After about 15 years in education, I have narrowed the people you meet down to 5 “types.” My experiences range from elementary to higher education. No matter the venue, I have continued to meet the same types of people. Please note that this list is not scientific or based on anyone at my current employment.
1. The”Innovators” – These education innovators are always on the cutting edge. They embrace change and work tirelessly to push the envelope. The innovators often do not stay in the same position for long, usually because opportunities are constantly being presented to them. Learn from them quickly because they might not be around (others on this list love when the innovators move on).

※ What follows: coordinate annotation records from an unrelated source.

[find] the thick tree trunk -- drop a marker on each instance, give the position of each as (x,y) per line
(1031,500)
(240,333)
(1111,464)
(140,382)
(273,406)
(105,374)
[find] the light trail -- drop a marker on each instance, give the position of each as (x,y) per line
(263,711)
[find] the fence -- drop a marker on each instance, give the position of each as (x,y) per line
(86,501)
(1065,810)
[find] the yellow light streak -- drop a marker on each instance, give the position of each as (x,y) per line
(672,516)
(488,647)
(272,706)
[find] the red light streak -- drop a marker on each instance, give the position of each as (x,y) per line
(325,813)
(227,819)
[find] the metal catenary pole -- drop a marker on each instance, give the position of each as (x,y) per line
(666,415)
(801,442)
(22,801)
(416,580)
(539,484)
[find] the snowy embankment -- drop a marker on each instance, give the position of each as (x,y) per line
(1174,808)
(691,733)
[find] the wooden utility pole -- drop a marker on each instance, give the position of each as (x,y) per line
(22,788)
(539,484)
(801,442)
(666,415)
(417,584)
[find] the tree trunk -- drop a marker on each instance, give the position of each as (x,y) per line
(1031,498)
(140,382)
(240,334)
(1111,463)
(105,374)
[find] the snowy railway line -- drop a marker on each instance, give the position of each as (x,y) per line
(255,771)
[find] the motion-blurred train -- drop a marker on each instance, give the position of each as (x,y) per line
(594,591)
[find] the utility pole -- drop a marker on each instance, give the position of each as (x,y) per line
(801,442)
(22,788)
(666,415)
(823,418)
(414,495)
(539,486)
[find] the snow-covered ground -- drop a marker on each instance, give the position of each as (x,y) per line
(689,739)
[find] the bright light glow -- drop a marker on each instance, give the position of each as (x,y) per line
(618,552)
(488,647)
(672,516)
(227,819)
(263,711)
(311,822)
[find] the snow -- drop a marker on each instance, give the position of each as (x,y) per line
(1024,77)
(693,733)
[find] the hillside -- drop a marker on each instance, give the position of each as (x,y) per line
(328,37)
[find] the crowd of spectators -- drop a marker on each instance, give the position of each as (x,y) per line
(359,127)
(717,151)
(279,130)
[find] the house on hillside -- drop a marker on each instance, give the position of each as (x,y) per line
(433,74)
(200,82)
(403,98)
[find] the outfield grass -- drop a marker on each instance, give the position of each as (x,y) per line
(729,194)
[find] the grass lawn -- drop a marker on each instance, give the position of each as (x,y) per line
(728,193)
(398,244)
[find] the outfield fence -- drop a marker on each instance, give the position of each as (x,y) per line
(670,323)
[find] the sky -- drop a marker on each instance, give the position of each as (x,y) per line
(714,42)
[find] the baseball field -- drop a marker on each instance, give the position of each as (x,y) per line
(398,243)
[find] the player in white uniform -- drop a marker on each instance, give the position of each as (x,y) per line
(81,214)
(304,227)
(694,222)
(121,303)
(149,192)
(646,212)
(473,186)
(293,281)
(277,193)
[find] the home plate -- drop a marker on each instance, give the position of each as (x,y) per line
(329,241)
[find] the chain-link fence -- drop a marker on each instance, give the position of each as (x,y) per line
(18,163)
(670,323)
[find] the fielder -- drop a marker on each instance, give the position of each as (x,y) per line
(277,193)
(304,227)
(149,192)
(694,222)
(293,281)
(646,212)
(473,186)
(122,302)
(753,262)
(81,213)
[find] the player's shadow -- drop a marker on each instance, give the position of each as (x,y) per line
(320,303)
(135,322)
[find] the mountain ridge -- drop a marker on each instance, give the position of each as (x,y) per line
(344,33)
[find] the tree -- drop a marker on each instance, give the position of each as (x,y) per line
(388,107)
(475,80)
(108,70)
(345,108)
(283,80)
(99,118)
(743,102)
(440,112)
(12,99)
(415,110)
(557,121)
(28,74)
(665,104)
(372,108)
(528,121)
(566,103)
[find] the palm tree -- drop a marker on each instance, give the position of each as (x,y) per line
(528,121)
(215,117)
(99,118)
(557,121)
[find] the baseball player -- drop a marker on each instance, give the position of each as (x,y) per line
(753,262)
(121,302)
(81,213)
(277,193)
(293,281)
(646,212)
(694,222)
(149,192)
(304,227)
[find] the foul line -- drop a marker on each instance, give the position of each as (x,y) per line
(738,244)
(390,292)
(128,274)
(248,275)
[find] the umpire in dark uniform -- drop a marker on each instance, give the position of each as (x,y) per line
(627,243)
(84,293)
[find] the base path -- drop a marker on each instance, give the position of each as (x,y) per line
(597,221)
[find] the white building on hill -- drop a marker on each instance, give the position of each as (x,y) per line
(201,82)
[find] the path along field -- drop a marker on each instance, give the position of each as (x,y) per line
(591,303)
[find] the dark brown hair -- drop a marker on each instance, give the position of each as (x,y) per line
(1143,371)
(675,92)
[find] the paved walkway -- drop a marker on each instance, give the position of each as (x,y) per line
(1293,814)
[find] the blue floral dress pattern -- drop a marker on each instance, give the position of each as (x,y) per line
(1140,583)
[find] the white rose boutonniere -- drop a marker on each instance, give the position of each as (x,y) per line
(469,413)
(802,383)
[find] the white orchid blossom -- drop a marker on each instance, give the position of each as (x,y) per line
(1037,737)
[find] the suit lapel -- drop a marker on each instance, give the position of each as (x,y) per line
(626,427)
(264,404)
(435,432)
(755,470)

2. The “No one listens to me” – These educators are always so close, but no one ever seems to listen. When they interview for positions, they come in second or third. They may feel their ideas are never validated. They get frustrated often, and usually have problems with following through. Usually really good at what they do, the more they feel overlooked, the more disenchanted they become. Sometimes a change of venue, or new leadership can help.
3. The “I’m here for the long haul” – These educators, usually due to their experience, have literally seen it all. In fact, they have seen their share of “innovators” and “passed over” educators. The majority of these educators are very solid in their approach, have a mature view on educating students. They mentor, assist, and ensure they do their part but they don’t need the credit. When asked what they want to do, most will say “I just want to teach” or “I just want to be an administrator.”
4. The “Life Long Learners” – They enter masters programs to … learn. They challenge their mental models of what education is (and isn’t). They love attending workshops, conferences, and professional learning communities. These educators are always there to help, and hope to learn along the way. They love working with innovators, and the “long run” people and can get along with parents, other educators and most of all, students.
5. The “Know it alls” -They know everything, have tried everything, and will let you know. These educators have problems sharing. They have problems sharing the materials, the limelight, information, or anything else they “have.” They probably see the “I”in team. They generally make no apologies for their behavior because they either know it all, have it all, or want it all. If they seek advancement into administration, usually everyone says, “Good luck to those they will supervise.”